The Colour of Transformation is an invitation to step into a state of wild reimaginings and radical hope. Tucked inside a pocket of green oasis surrounded by concrete and brick, it offers a time and space for re-visioning; untangling and weeding out any patterns and narratives that are preventing our whole selves from connecting to the natural world. What does it mean to be human in the midst of climate change and ecological crisis? How can we engage fully when we do not see ourselves reflected in the stories, systems and structures defining the global response?

The journey to creating the world we want to live in begins inside each of us, in the dreams and the stories we tell ourselves. Turning to the natural world for inspiration, The Colour of Transformation centres on the metaphor of metamorphosis. Conversations with women of the Global Majority forging new paths in some of the least diverse sectors in the UK - conservation, natural history and the outdoors - illuminate both the pressures and the potential for change in embarking on such a journey. From hiking to writing, their pioneering work challenges stereotypes about who ‘belongs’ in nature and in doing so, empowers others to develop their own sense of agency. In this film, they share their personal experiences of transformation and reflect on what they needed to let go of, what they embraced and how they nourished and protected themselves as they emerged as leaders and change-makers. 

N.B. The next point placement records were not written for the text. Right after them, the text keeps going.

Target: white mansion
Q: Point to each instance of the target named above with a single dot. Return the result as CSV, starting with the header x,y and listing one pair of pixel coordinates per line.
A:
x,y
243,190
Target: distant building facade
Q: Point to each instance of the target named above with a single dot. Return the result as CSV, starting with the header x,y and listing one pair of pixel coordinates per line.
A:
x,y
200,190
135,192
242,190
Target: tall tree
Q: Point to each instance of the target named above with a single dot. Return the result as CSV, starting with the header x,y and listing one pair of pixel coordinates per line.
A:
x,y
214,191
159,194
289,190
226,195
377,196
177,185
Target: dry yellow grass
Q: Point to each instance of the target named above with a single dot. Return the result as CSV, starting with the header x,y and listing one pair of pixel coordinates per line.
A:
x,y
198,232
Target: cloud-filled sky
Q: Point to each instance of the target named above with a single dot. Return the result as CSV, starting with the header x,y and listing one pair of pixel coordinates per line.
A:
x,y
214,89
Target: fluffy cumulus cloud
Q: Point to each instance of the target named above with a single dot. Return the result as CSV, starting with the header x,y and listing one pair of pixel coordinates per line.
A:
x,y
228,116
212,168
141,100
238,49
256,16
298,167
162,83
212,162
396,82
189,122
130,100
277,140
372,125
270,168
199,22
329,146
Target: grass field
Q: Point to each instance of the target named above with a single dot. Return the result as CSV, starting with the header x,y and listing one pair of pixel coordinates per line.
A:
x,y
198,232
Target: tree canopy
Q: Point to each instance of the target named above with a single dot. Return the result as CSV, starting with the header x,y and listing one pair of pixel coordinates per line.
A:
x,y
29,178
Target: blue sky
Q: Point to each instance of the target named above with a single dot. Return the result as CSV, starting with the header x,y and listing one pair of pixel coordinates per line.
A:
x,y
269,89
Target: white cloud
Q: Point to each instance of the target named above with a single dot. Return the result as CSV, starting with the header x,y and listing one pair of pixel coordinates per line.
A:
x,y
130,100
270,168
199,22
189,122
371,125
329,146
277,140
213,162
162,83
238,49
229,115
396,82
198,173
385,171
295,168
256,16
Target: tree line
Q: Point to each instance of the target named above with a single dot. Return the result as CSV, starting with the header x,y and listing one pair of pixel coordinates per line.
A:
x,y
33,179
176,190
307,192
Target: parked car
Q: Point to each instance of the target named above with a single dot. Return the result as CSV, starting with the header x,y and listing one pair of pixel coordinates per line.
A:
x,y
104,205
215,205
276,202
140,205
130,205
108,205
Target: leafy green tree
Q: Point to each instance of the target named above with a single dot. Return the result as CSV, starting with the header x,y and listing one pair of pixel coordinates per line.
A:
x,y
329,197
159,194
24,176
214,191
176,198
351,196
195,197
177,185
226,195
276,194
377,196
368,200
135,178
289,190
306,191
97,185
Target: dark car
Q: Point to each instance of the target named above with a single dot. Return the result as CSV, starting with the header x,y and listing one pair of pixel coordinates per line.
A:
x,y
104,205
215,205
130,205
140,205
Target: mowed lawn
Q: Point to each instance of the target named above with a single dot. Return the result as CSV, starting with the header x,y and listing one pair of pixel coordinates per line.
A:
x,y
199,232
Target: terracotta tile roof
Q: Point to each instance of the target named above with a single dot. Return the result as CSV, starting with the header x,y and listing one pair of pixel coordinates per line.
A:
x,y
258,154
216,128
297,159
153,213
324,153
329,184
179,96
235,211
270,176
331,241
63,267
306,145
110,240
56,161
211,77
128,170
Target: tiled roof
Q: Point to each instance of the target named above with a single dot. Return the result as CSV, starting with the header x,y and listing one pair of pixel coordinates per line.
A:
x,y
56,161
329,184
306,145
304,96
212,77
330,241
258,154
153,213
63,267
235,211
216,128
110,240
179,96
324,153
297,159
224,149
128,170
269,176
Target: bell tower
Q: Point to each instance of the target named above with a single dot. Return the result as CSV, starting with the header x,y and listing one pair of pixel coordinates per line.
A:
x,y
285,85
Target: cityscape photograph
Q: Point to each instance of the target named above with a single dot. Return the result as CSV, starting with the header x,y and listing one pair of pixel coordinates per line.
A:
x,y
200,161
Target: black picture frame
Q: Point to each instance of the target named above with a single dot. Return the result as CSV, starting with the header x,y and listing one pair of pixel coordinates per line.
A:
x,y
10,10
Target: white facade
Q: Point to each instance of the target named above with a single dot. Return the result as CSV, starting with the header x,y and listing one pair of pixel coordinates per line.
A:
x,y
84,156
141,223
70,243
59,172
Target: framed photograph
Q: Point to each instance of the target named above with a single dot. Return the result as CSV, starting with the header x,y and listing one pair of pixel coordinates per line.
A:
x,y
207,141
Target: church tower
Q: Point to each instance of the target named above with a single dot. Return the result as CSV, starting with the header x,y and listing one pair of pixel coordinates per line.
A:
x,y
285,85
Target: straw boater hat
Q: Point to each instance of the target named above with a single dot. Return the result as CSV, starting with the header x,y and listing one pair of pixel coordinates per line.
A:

Inspired by these stories, an artist’s film then takes us into the interior world of the chrysalis. Here, we seek to imagine the unimaginable; what does metamorphosis feel like? How can we embody, express and evoke transformation? The biological process involves cells that are rather wonderfully called ‘imaginal buds’. During the pupal stage they rapidly divide and multiply to develop the butterfly, yet throughout metamorphosis the insect’s DNA remains the same. So what has been let go of, and what remains?

Through layers of spoken word, pattern, movement and music, the artist’s film explores primal feelings of belonging to and encounters with the forces of nature, and the terror and beauty of release and rebirth. It wonders at the mysterious experience of entering chrysalis as one creature and reemerging as another, discovering that one now moves through the world in a completely new way. 

The Colour of Transformation has been created by and for those whose voices and perspectives are largely marginalised in climate and ecosystem change policy discussions and decision-making, specifically younger generations on whom such a great burden has been placed as the crisis grows. But it is also a call for everyone to recognise the truth that the natural world is as much ours as it is anyone else’s. We all belong. We are all nature, and it is now time to take control of our own narratives as we strengthen our relationship with the natural world and move to protect it.

What might The Colour of Transformation look, feel or sound like for you?

Bryony Ella, Director

An introduction to the Colour of Transformation

Listen to The Colour of Transformation score

Composed by Orphy Robinson MBE with lyrics by Bryony Benge-Abbott and vocals by Bumi Thomas, the track is inspired by the chrysalis stage of butterfly metamorphosis and draws on the personal experiences of Global Majority women who are challenging and changing how we engage with nature in the UK. Read about the ideas behind Orphy and Bumi’s contributions to the project here.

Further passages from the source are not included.